I've been taking this one from NSI http://www.vitacost....m-Natto-Extract
I will buy the one in the first link above next time. Let the NSI bashing begin...lol

[kismet]

If taking MK7 you are betting on the epidemiological dietary correlations which are always uncertain and not comparable to the supplementary amounts which are much higher than the amounts seen in the diet.
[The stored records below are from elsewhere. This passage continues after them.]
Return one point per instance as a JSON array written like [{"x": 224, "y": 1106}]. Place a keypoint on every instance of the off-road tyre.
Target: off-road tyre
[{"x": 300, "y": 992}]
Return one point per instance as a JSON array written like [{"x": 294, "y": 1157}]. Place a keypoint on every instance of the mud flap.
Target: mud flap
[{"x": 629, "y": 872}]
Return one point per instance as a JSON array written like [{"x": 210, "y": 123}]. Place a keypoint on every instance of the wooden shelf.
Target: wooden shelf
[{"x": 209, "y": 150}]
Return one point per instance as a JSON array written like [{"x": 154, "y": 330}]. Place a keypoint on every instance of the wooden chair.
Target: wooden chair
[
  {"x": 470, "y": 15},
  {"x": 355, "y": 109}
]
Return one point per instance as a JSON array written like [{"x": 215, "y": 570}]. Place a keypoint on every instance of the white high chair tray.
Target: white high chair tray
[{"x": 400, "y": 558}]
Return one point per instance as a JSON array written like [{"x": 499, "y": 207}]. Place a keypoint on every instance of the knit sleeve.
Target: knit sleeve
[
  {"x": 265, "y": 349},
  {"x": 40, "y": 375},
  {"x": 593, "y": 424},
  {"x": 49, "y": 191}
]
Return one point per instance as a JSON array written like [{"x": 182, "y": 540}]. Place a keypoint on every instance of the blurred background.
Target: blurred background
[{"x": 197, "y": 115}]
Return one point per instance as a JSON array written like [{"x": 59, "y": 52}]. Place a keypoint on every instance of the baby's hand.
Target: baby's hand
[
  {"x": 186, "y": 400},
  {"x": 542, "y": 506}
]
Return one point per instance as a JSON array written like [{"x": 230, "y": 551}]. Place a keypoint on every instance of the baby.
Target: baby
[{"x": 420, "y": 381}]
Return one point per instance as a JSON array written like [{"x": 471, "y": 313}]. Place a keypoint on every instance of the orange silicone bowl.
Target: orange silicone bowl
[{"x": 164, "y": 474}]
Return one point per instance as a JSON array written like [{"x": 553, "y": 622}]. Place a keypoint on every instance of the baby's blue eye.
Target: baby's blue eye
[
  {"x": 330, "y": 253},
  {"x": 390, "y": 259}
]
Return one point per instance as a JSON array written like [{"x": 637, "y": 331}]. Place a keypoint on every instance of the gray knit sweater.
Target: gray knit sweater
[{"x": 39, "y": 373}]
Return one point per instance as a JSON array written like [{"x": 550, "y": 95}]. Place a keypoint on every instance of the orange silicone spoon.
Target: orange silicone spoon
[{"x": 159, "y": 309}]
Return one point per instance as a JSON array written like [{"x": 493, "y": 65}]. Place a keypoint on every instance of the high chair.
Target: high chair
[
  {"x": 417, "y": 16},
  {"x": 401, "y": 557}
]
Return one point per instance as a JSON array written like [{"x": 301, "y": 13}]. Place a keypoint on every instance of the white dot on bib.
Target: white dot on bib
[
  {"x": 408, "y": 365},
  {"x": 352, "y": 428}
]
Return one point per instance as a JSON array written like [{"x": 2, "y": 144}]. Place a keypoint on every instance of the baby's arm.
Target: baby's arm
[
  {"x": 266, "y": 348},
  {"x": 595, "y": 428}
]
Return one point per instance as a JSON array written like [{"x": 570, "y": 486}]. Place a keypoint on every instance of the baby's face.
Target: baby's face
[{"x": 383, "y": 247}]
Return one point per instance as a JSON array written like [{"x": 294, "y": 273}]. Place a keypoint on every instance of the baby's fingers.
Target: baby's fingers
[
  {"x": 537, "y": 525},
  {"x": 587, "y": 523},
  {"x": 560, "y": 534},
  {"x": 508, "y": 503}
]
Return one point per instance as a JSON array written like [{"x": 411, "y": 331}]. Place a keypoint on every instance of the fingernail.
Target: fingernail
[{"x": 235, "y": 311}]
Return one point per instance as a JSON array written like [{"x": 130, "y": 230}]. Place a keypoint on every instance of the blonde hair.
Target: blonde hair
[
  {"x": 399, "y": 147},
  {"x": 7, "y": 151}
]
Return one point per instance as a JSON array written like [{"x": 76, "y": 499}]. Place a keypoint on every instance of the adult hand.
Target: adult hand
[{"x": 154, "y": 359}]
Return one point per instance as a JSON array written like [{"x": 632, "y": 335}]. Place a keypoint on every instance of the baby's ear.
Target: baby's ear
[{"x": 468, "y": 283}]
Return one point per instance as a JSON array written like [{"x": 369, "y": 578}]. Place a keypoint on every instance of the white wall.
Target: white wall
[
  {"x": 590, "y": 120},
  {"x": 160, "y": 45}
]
But the mechanistical and epidemiologic evidence for MK-7 is incredibly strong. Carboxylation is the only known physiologic function of vitamin K and MK-7 does it better in vitro, in vivo and in humans. Most epidemiology finds associations with MK-7 not MK-4 or phylloquinone. It's clearly the best choice based on epidemiology and pharmakokinetics.
Recently I've also started to appreciate K1 (@1000mcg), because it's the only form backed by relevant clinical evidence. It's clearly the best choice based on clinical evidence.

MK-4 is inferior in all regards. All successful trials use unnatural mega doses (menadione metabolism - probably not a problem at 1000mcg but at 45000? lack of evolutionary adaptation?), usually 45mg, and it's used to treat, not prevent disease. So the data tells us nothing about aging and prevention. We do not suffer from hepatic cancer or osteporosis. So it's clearly inferior for anyone who's not at risk of osteoporosis.

Edited by kismet, 15 October 2009 - 10:34 AM.